According to some embodiments of the present invention, in step (2), the alkali used in the alkaline condition is one or more of potassium hydroxide and sodium hydroxide, and the solvent used is water.

According to some embodiments of the invention, in the step (2), the reaction is carried out at 70-90 ℃ for 4-8 h.

According to some embodiments of the invention, in the step (2), the feeding molar ratio of the compound represented by the formula II to the N-methylating agent is 1: 3-5, and the feeding molar ratio of the compound represented by the formula II to the phase transfer catalyst is 1: 0.03-0.05.

According to some implementation aspects of the invention, in the step (2), after the reaction is finished, the reaction product is cooled to 15 to 35 ℃, ether is extracted, organic phases are combined, dried by anhydrous magnesium sulfate, solvent is removed by spinning, and the compound shown in the formula III is prepared by chromatography purification and elution.

In the invention, the synthesis method has the following synthesis route:

the synthesis method of the multi-position substituted xylyl acetic acid compound is applied to the fields of synthesis and medicinal chemistry.

Due to the application of the technical scheme, compared with the prior art, the invention has the following advantages:

the synthesis method takes multi-position substituted aminophenylacetic acid as a starting material, firstly carries out methyl esterification on the starting material, and then reacts with an N-methylating reagent under the conditions of a phase transfer catalyst and alkalinity to prepare the multi-position substituted dimethylamino phenylacetic acid compound, avoids using highly flammable substance sodium cyanoborohydride in the synthesis process, has good safety and mild reaction, and has the product yield of more than 80 percent.

Detailed Description

Without further elaboration, it is believed that one skilled in the art can, using the preceding description, utilize the present invention to its fullest extent. Accordingly, the following examples are provided only to further illustrate the present invention and are not meant to limit the scope of the present invention in any way.

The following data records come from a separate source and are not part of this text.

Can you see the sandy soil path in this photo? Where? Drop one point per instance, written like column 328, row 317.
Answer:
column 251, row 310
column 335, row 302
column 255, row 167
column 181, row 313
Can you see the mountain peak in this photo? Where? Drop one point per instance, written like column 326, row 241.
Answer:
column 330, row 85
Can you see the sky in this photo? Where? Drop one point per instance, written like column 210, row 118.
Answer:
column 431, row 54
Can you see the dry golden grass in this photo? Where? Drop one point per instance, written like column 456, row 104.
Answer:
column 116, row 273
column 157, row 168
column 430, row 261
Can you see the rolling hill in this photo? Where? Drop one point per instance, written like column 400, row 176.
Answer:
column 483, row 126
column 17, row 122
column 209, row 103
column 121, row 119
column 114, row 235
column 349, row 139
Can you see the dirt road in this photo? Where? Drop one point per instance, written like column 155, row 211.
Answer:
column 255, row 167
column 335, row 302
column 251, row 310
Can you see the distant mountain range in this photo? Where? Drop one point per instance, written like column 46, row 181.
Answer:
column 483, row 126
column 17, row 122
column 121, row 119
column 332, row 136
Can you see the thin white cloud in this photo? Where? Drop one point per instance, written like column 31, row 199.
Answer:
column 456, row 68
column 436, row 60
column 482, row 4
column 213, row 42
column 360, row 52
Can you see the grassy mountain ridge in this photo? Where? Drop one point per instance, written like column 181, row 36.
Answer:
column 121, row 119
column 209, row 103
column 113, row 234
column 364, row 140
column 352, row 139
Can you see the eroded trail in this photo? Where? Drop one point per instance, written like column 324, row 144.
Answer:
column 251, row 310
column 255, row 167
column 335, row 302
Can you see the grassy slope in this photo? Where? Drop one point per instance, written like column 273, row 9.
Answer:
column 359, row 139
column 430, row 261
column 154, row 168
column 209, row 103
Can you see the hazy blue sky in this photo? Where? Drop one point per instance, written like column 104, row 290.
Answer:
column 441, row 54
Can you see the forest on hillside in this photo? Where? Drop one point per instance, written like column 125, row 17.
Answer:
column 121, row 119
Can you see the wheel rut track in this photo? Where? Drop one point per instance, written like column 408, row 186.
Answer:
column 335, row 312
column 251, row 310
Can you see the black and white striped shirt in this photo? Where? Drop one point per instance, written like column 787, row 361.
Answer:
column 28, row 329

The starting materials may be obtained from commercial sources or prepared by methods known in the art or according to the methods described herein.

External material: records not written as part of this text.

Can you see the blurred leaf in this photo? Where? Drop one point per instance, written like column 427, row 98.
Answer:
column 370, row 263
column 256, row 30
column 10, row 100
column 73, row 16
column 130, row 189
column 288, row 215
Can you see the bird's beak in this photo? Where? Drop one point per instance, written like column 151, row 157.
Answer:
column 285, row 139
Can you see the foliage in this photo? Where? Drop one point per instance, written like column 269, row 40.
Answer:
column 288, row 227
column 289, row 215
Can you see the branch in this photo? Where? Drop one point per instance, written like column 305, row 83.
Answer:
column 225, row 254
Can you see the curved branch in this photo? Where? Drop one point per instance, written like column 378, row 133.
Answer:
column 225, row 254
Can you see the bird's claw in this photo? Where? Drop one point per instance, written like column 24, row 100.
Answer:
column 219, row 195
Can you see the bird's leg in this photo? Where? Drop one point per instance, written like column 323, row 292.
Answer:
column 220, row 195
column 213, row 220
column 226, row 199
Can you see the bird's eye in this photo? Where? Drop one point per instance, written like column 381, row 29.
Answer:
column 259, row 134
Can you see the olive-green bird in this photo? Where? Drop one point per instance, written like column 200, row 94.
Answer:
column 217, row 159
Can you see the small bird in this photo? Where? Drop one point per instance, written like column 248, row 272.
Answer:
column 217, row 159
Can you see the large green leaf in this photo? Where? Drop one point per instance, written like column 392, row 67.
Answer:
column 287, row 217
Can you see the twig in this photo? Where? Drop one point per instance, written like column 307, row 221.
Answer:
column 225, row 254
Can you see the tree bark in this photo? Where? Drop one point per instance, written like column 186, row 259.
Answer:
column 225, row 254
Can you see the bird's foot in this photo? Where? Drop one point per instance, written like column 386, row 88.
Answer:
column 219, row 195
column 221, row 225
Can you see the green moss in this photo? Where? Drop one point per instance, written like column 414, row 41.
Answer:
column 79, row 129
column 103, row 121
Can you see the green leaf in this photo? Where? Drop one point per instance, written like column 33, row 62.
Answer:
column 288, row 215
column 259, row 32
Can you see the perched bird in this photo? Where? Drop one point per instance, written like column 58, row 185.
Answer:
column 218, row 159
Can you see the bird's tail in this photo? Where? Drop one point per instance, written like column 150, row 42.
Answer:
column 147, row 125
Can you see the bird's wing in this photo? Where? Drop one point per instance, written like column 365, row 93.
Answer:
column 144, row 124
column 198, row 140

The structure of the compound is determined by nuclear magnetic resonance¹H-NMR)、(¹³C-NMR and/or Mass Spectrometry (MS). NMR was measured using a Bruker ACF-400(400MHz) nuclear magnetic resonance apparatus using heavy water as a solvent (D)₂O) or deuterated dimethyl sulfoxide (DMSO-D)₆) And TMS is an internal standard. The column chromatography adopts 200-mesh silica gel (produced by Qingdao ocean chemical plant) of 300 meshes.